Migrating large amounts of data

Kedgar
Contributor

Hello,

I wanted to know what you suggest using, or what you have used in the past
to migrate production data from one storage array to another while being
certain to keep file integrity such as forked data, extended attributes,
create/modify times, and other metadata. I have multiple arrays I'm
replacing (old xserve raids) and I want to make sure I copy stuff over as
quickly as possible while keeping the file integrity. I'm not much
concerned about permissions as I'm planning to whack those anyways.

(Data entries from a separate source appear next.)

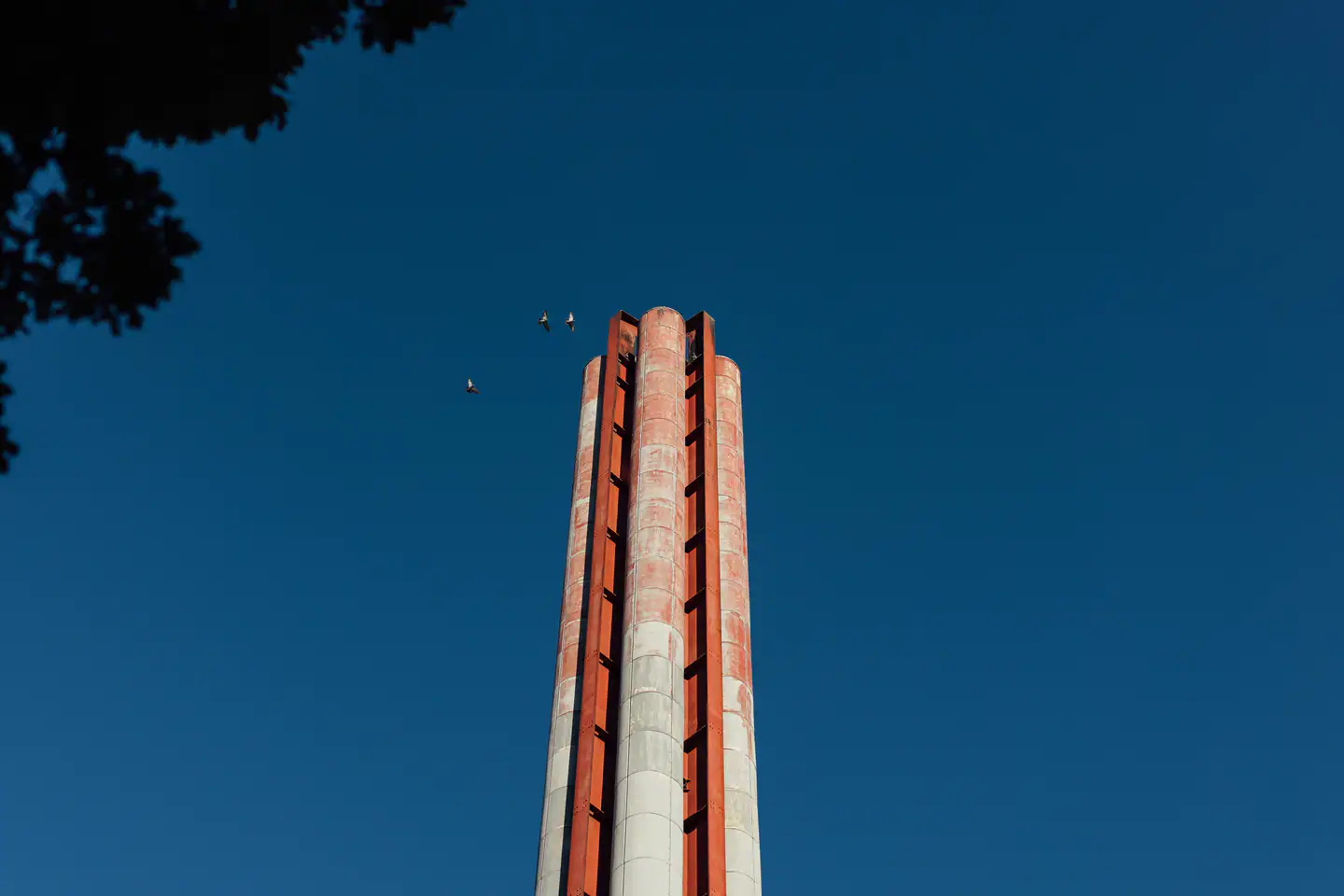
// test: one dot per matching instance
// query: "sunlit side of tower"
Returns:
(651, 780)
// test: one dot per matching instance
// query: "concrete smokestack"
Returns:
(651, 786)
(647, 847)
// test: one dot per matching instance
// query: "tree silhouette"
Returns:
(86, 235)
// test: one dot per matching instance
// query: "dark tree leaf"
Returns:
(101, 242)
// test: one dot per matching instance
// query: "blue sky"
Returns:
(1038, 308)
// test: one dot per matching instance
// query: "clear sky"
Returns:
(1039, 315)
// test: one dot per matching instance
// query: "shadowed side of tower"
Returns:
(555, 807)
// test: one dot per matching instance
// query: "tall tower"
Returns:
(651, 782)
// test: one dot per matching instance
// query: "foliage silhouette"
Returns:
(86, 235)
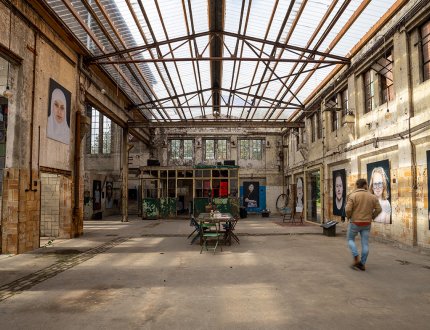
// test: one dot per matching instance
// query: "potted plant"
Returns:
(265, 213)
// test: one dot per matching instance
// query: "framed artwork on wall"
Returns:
(58, 127)
(339, 192)
(378, 177)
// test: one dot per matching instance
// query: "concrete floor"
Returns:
(146, 275)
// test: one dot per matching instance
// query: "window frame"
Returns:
(251, 149)
(179, 149)
(219, 152)
(425, 43)
(386, 88)
(100, 136)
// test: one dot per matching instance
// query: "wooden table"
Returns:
(217, 218)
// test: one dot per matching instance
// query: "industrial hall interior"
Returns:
(169, 109)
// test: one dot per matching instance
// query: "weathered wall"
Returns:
(397, 131)
(44, 56)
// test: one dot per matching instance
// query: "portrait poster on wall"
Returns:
(97, 195)
(339, 192)
(251, 195)
(378, 177)
(299, 194)
(58, 127)
(428, 186)
(109, 195)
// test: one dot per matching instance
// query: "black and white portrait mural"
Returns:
(97, 195)
(378, 176)
(58, 127)
(339, 192)
(251, 197)
(299, 194)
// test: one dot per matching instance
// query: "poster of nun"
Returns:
(339, 192)
(58, 127)
(428, 185)
(97, 195)
(299, 194)
(251, 196)
(378, 176)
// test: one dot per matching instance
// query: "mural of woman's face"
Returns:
(339, 188)
(299, 189)
(378, 184)
(59, 111)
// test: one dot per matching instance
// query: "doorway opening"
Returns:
(49, 207)
(313, 211)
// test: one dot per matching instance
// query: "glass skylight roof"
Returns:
(260, 60)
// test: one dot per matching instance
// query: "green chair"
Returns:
(210, 232)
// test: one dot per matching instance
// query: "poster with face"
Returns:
(97, 195)
(428, 185)
(251, 195)
(299, 194)
(378, 177)
(109, 195)
(58, 127)
(339, 192)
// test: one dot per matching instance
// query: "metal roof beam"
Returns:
(218, 123)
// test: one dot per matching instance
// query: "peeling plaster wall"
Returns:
(353, 146)
(27, 145)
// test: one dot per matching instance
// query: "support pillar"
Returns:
(124, 174)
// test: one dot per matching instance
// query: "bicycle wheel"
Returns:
(281, 202)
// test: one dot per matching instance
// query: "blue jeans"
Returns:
(364, 231)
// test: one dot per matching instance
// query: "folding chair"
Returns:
(287, 214)
(212, 234)
(196, 225)
(229, 231)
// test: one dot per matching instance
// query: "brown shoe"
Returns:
(360, 266)
(356, 265)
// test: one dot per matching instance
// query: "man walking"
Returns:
(361, 208)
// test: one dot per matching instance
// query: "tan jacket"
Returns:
(362, 206)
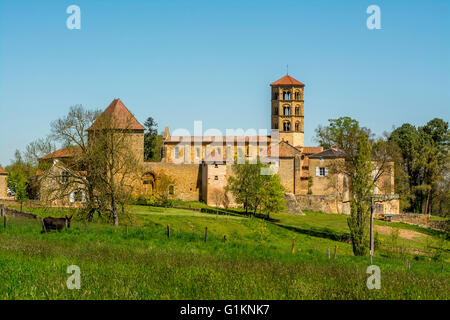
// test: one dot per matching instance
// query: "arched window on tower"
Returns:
(286, 95)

In the past I used cp and ditto... now I'm thinking of using rsync. Not
sure if ASR would be a good idea here or not.

Thanks,
Ken

7 REPLIES 7

Not applicable

rsync is and has been my choice: it can be restarted and is durable, so if you have a huge amount of stuff to move that is being used, you can repeatedly rsync up to the cutover point without losing anything and without having a very long lockout window. Over ssh it can be bandwidth throttled, so you don't saturate your network during working hours if you're copying from an old machine to a new one. I also use rsync as a somewhat limited but usable incremental backup scheme.

--Jim

Kedgar
Contributor

Thanks Jim, that's what I'm planning on using so far. I have compiled rsync
3.0.7 and packaged itŠ It is being installed as part of my post install on
all my new servers.

Thanks,
Ken Edgar

tlarkin
Honored Contributor

There has been some discussion about this on mac forums. If you want a
different version you can always install macports of fink and get the
newest build.

Not applicable

Just a FYI, I'm not showing v3 on any machines by default. I see 2.6.9 on both client and server. I checked via ARD on several machines that were recently imaged and running 10.6.4 or 10.6.6.. All had rsync 2.6.9. I'm running v7.31 of the suite.

I'm wondering if the update to rsync 3.0.7 was inspired by v3's better ability to handle metadata? See http://www.bombich.com/rsync.html

donmontalvo
Esteemed Contributor III

Yep, you were right. I just removed MacPorts and my MBP now has the same version as the server (the default):

$ which rsync /usr/bin/rsync $ rsync --version rsync version 2.6.9 protocol version 29

Thanks,
Don

--
https://donmontalvo.com

donmontalvo
Esteemed Contributor III

Hi Edgar,

Wow, sorry for jumping in to this thread, it's very interesting. Just noticed Snow Leopard Server has rsync 2.6.9 installed:

$ rsync --version rsync version 2.6.9 protocol version 29

And Snow Leopard client has rsync 3.0.6 installed:

$ rsync --version rsync version 3.0.6 protocol version 30

I know rsync is used by JSS and it's used by Mac OS X for Time Machine. I wonder why there's such a wide variation in version. I remember Dan Shoop and Wilfredo Sanchez wrote some good papers on rsync a while back, but what kinds of issues are there today that would lead you to update rsync on the server? Sounds like a good idea, just wondering what drove the decision,

Don

--
https://donmontalvo.com

Kedgar
Contributor

Hi Don,

I have been reading up on a project called backup bouncer. It is sort of a
test of any backup software you can throw at it. It rates the ability of
your backup software/utility to restore Macintosh and *nix specific data.
Backup bouncer rated the Apple supplied version of rsync poorly as it could
not accurately copy certain attributes, links, and such. There is a page on
Bombich.com regarding how to compile rsync and install it to pass the backup
bouncer tests. This is what I have done, and so far I have seen good
results.

I actually packaged rsync after this and deployed it to my new Xserves.

http://www.n8gray.org/blog/2007/04/27/introducing-backup-bouncer/

http://www.bombich.com/rsync.html